Throughout the articles in this series, we have looked at the basics of English and Chinese, specifically the characteristics of each language in both writing and speech, as well as how sentences are formed in these two languages. Follow us in this bonus article as we delve deeper into our comparison of the two most popular languages in the world when we take a look at the different types of words (or word classes) that are used in both English and Chinese.
- Word Classes
Simply put, a word class refers to a category of words that have a similar form or function, such as nouns, verbs, adjectives, adverbs, etc. Although English consists of roughly 10 word classes that overlap with the 11 word classes in Chinese, both languages possess their own unique word classes as shown below:
|1.||Noun||Sun, moon, dog, car||名词||太阳，月亮，狗，车|
|2.||Pronoun||He, she, I, you||代词||你，我，他/她|
|3.||Verb||Eat, moves, lives, sleeps||动词||吃，喝，睡觉，生活|
|4.||Adjective||Beautiful, hot, cold, sunny||形容词||美丽，热，冷，晴朗|
|5.||Adverb||Beautifully, happily, quickly||副词||经常，一直，忽然|
|6.||Preposition||On, below, in, out||介词||在…上/下，从…开始|
|7.||Numeral||First, second, third||数词||一，二，三|
|8.||Conjunction||And, but, or, although||连词||但是，因为|
|9.||Interjection||Oh, ouch, aha||叹词||啊，嘛，哦|
|10.||Article||A, an, the,||量词 |
Compared to the Chinese language, English has a word class that is unique: articles. They are a class of words that are used to indicate whether a noun is specific or general, e.g. “It is a car.” v. “It is the car.”

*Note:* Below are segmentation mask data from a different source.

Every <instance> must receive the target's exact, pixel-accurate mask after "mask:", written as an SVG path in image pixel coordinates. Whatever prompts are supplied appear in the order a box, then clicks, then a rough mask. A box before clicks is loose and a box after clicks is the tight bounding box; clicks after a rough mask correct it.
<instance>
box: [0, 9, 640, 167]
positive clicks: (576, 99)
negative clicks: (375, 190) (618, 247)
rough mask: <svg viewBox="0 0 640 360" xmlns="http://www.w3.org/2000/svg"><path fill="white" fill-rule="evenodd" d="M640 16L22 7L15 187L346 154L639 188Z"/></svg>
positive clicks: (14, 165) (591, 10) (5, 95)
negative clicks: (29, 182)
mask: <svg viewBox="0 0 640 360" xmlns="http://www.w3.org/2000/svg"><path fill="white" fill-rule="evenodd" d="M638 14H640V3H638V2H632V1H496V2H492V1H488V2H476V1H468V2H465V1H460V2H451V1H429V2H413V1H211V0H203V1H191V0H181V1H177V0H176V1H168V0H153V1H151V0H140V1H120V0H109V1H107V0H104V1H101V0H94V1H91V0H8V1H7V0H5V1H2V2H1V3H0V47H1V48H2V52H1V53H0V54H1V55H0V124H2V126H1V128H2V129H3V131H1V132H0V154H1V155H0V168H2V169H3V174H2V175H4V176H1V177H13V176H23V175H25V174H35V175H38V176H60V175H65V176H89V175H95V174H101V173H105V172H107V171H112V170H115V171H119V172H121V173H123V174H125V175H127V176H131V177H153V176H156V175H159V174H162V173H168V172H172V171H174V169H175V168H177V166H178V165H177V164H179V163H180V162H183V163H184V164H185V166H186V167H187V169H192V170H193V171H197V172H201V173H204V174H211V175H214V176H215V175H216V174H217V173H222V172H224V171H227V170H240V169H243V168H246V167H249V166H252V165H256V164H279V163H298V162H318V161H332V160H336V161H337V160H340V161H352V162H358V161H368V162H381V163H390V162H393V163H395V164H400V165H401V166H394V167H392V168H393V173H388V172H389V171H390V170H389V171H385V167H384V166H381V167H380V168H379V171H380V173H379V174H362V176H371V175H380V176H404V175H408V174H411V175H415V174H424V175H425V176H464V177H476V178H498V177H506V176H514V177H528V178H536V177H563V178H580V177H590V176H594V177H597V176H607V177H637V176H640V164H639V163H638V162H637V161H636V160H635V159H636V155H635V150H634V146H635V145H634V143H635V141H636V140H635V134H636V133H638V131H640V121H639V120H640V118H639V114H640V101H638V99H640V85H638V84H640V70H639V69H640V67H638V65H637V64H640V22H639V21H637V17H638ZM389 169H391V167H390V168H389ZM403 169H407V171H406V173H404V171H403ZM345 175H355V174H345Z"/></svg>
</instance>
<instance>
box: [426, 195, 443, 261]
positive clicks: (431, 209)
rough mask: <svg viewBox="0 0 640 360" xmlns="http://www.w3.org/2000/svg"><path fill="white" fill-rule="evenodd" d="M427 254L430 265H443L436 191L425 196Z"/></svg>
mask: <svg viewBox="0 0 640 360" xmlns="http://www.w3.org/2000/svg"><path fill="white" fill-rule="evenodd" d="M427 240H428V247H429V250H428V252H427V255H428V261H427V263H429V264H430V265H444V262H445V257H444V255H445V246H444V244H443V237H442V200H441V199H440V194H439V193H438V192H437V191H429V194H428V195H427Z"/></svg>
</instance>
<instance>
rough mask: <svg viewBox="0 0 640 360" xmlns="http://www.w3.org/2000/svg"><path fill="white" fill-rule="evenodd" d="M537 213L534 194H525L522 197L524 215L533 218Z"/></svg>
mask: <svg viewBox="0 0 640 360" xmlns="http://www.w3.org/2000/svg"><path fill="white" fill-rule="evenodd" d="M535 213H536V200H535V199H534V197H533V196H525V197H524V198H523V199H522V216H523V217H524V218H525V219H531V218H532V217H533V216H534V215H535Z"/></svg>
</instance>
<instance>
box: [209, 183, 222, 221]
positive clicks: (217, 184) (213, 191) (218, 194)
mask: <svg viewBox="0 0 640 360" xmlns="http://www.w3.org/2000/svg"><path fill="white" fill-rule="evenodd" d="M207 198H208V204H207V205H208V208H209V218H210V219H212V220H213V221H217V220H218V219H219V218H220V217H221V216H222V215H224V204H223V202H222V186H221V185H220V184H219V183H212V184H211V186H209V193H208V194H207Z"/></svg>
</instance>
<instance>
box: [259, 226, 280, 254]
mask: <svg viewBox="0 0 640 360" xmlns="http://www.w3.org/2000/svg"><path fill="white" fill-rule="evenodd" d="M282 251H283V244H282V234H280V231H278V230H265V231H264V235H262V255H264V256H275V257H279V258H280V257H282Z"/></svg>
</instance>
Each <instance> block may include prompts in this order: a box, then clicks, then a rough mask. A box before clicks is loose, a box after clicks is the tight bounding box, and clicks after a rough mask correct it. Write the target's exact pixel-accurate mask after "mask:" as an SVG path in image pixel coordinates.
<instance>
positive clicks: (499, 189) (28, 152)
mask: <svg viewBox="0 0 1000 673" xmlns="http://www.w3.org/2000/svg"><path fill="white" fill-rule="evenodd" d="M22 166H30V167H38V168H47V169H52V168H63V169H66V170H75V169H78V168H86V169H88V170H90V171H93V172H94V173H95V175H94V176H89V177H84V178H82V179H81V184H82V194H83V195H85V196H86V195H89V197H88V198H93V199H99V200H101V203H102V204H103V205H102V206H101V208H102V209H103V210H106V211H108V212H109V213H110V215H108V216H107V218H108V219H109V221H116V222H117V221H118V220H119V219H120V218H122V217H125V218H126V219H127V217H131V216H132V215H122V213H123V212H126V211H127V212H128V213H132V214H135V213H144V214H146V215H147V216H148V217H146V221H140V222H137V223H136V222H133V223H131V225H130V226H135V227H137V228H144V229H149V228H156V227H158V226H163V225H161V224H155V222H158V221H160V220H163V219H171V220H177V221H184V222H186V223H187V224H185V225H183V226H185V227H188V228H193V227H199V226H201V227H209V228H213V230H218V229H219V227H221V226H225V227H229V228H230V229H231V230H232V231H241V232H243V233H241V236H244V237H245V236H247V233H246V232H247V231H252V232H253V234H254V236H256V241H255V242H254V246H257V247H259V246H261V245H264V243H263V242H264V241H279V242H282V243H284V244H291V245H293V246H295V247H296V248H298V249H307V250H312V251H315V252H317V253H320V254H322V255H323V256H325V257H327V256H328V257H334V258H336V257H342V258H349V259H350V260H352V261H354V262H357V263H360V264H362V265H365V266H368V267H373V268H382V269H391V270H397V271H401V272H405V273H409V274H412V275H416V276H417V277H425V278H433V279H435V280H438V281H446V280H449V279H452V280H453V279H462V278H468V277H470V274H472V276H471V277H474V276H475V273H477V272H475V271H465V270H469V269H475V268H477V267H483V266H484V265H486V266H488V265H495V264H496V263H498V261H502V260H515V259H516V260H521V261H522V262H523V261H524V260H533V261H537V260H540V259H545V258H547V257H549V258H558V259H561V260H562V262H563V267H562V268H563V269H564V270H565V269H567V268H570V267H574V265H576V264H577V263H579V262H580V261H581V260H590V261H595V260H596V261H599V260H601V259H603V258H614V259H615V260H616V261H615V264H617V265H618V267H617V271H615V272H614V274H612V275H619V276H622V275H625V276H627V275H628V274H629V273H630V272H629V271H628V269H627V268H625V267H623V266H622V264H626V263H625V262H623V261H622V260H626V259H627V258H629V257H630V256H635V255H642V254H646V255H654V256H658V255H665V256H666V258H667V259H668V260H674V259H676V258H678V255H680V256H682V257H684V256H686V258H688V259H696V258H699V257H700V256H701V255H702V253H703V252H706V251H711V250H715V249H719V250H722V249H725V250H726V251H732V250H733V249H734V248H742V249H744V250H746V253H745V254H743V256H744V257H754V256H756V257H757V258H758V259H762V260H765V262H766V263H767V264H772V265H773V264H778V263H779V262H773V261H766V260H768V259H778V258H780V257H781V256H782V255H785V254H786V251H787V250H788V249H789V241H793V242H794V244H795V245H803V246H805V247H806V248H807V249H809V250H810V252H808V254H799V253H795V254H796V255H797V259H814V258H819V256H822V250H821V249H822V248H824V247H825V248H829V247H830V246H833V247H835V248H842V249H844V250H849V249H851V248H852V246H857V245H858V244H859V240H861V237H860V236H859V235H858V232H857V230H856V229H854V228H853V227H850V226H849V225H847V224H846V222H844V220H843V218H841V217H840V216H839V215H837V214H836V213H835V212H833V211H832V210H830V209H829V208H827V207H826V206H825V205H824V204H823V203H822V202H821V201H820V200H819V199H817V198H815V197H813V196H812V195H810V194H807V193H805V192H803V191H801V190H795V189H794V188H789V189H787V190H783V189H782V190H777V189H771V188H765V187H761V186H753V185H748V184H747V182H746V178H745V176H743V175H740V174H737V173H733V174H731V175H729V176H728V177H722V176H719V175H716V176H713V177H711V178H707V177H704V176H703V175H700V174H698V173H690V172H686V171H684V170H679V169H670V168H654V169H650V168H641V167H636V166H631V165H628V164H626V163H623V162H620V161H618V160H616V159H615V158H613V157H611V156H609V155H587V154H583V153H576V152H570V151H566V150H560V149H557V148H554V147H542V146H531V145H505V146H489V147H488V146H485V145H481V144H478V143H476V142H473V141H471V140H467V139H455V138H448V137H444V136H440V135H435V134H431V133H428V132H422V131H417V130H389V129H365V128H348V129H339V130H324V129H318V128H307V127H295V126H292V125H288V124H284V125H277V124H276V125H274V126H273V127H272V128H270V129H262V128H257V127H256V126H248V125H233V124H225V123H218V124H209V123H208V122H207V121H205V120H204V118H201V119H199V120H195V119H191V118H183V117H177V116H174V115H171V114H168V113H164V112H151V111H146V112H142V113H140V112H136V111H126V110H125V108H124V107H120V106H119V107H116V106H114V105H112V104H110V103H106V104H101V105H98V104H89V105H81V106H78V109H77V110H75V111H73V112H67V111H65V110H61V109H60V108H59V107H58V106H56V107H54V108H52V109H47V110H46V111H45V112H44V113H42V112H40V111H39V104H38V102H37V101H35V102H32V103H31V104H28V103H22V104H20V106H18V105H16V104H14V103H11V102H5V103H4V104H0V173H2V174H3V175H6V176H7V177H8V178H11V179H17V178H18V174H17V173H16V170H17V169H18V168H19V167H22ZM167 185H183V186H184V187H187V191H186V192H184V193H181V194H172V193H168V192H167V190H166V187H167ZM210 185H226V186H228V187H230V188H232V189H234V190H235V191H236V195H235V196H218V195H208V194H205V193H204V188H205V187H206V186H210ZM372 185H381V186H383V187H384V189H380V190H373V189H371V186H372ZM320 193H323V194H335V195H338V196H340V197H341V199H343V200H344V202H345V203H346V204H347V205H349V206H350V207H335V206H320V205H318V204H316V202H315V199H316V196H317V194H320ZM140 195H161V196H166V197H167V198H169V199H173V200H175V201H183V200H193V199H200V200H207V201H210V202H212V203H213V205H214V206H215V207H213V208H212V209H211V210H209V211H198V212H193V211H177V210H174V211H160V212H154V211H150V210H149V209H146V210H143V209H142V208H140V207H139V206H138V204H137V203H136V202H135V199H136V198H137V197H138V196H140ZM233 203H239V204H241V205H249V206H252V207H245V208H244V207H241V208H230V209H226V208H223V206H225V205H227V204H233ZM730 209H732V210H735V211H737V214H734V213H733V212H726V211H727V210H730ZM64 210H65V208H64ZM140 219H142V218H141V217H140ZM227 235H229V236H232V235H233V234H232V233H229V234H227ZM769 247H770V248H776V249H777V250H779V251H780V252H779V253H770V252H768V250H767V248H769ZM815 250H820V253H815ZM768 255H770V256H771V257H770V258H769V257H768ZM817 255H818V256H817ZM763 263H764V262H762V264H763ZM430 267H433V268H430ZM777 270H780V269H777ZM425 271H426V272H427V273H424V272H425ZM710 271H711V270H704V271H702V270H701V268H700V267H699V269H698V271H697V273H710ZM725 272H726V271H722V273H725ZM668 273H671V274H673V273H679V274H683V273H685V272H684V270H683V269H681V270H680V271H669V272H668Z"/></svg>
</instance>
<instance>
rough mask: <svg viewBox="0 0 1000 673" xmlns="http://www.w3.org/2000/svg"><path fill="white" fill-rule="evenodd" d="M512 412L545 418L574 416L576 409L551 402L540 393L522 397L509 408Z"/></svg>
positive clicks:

Similarly, while Chinese does not make use of articles, it has two unique word classes that are not found in English: Classifiers (量词) and particles (助词). Unlike English, classifiers are inserted between a number and a noun when describing a quantity in Chinese:
|A book, 2 cars, 3 houses||一本书，两辆车，三栋房子|
Particles are words that serve a grammatical function but do not fit into the main speech. While English also has particles (e.g. to fly), these words are usually words from existing word classes. In contrast, Chinese particles are words that are used specifically to express how actions are related to the flow of time, or how different components of a sentence relate to each other:
|He is eating lunch.||他正吃着午饭。|
|He has eaten lunch.||他吃了午饭。|
As shown above, the verb “to eat” in English has been conjugated to “is eating” and “has eaten” to indicate when the action is taking place. However, as Chinese words do not change their form, the Chinese word for “eat”, “吃 (chī)”, remains unchanged. Instead, particles such as “着(zhè)” and “了(lè)” are used to show tense.
Apart from the word classes that are unique to each language, perhaps the biggest difference between the two languages in terms of word classes is in the way adverbs—words that describe actions—are used.
|1. He left the room quickly.||他离开房间时去得匆匆。|
|2. He quickly left the room.||他匆匆地离开房间。|
Word order is more flexible in English. Hence, the adverb “quickly” can be placed before or after the verb (action word) without affecting the nature of the word itself. However, as word order is stricter in Chinese, adverbs generally have to be placed before the verb. In example 2, the corresponding adverb for “quickly”, “匆匆” (cōngcōng), is used correctly as an adverb. When placed after the verb, the word becomes an adjective instead, illustrating the strict position that adverbs have in general in Chinese.
Furthermore, English adverbs far outnumber Chinese adverbs. For every English adjective, a corresponding adverb can be formed by changing its form, e.g. happyàhappily, beautifulàbeautifully, etc. In contrast, as Chinese words are unable to change their form, the number of adverbs available is limited to words that describe frequency, range, etc.
Despite the seeming similarities between English and Chinese, there are still significant differences in terms of the word classes each languages possesses which has to be taken into account when translating between the two.